Object Inspection in GDB

One of the primary needs of a developer, while debugging any code, is to be able to inspect, not only primitive values, but also compound values (like objects). The problem is that objects are usually littered with lots of irrelevant information that obscure the essence of what the developer might be interested in. It becomes even worse when the interesting pieces of an object are in dynamic memory, in which case all you get to see are dumb pointers. Consider the following code:

#include <vector>

int main() {
  std::vector<int> v;
  v.push_back(1);
  v.push_back(2);
  v.push_back(3);
  v.push_back(4);
  v.push_back(5);

  return 0;
}

Here’s the output from GDB when attempting to print v just before returning1:

(gdb) print v
$1 = {
  <std::__1::__vector_base<int, std::__1::allocator<int> >> = {
    <std::__1::__vector_base_common<true>> = {<No data fields>},
    members of std::__1::__vector_base<int, std::__1::allocator<int> >:
    __begin_ = 0x100103a70,
    __end_ = 0x100103a84,
    __end_cap_ = {
      <std::__1::__libcpp_compressed_pair_imp<int*, std::__1::allocator<int>, 2>> = {
        <std::__1::allocator<int>> = {<No data fields>},
        members of std::__1::__libcpp_compressed_pair_imp<int*, std::__1::allocator<int>, 2>:
        __first_ = 0x100103a90
      }, <No data fields>}
  }, <No data fields>}

It’s obvious that this output is essentially useless. It’s basically a bunch of memory addresses and obscure data types with absolutely no reference to what the developer is looking for, the entries of the vector!

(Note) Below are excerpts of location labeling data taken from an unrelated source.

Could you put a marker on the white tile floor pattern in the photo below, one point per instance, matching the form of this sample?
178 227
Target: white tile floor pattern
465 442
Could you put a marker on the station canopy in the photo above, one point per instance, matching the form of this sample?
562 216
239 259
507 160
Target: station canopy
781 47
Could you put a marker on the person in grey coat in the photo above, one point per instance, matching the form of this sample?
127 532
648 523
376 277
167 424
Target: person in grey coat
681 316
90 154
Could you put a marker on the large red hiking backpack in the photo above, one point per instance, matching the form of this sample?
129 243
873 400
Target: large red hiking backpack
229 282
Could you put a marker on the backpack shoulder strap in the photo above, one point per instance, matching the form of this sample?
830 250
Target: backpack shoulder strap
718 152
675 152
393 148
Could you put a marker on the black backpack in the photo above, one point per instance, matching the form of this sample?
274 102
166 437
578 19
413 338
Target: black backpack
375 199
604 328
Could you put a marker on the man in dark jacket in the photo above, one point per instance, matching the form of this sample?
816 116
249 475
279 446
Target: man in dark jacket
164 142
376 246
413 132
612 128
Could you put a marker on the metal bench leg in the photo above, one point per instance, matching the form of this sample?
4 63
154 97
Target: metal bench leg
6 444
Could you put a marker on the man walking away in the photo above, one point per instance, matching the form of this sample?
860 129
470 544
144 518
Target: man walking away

GDB solves this problem (and others) by providing a full-fledged Python API2 for interacting with the inferior3. This API can be used for inspecting all sorts of information about the inferior, including static and dynamic value types, symbols and symbol tables, stack frames and even allows you to evaluate expressions in the inferior language. Moreover, this API has facilities for controlling GDB itself, by defining and executing GDB commands, creating breakpoints and watchpoints, inspecting breakpoint attributes and much more.

What we care about here is GDB’s Pretty Printing API. This API enables the creation of custom pretty printers for values of user-defined types. The goal is to allow the developer to use the plain old GDB print command on values of user-defined types and still get to see only the relevant pieces of the printed value.

GDB’s Python API represents values from the inferior using the gdb.Value class, and represents types using the gdb.Type class. Documentation for these classes can be found here and here. The most important aspect about gdb.Value is that for object values, you can access object members using Python’s dictionary syntax e.g. obj.mem becomes obj["mem"].

To create a pretty printer for a certain type, you need to create a printer class that has at least one method, to_string(), which converts that type to string for printing. If you know that your type represents some sort of an array, list or table, you may also need to add a children() method to your class. This later method must return an object conforming to the Python iterator protocol, where every item returned by that iterator must be a pair of child name and value as you wish to observe them in the output. If the child type also has a printer, GDB will automatically invoke it to print all the children.

Let’s go ahead and write a pretty printer for libc++’s std::vector4:

import gdb
import re

class VectorPrinter(object):
  """Prints an std::vector object."""
  class _iterator(object):
    def __init__(self, value):
      self.counter = 0
      self.begin = value["__begin_"]
      self.end = value["__end_"]

    def __iter__(self):
      return self

    def next(self):
      if self.begin == self.end:
        raise StopIteration

      ret = ("[%d]" % self.counter, self.begin.dereference())
      self.begin += 1
      self.counter += 1
      return ret

  def __init__(self, value):
    self.value = value

  def to_string(self):
    return "vector"

  def children(self):
    return self._iterator(self.value)

Note that we can access private members of std::vector (__begin_ and __end_). This is because access rights are inactive in the debugger. You may wonder why we bother accessing data members of std::vector if we can just call v.begin() and v.end(). There are two reasons for this:

  1. In many cases we just can’t, because these member functions are usually small enough that the compiler usually decides to inline them. If you try to print the begin() iterator for instance, you may get an error that looks something like this: Cannot evaluate function -- may be inlined.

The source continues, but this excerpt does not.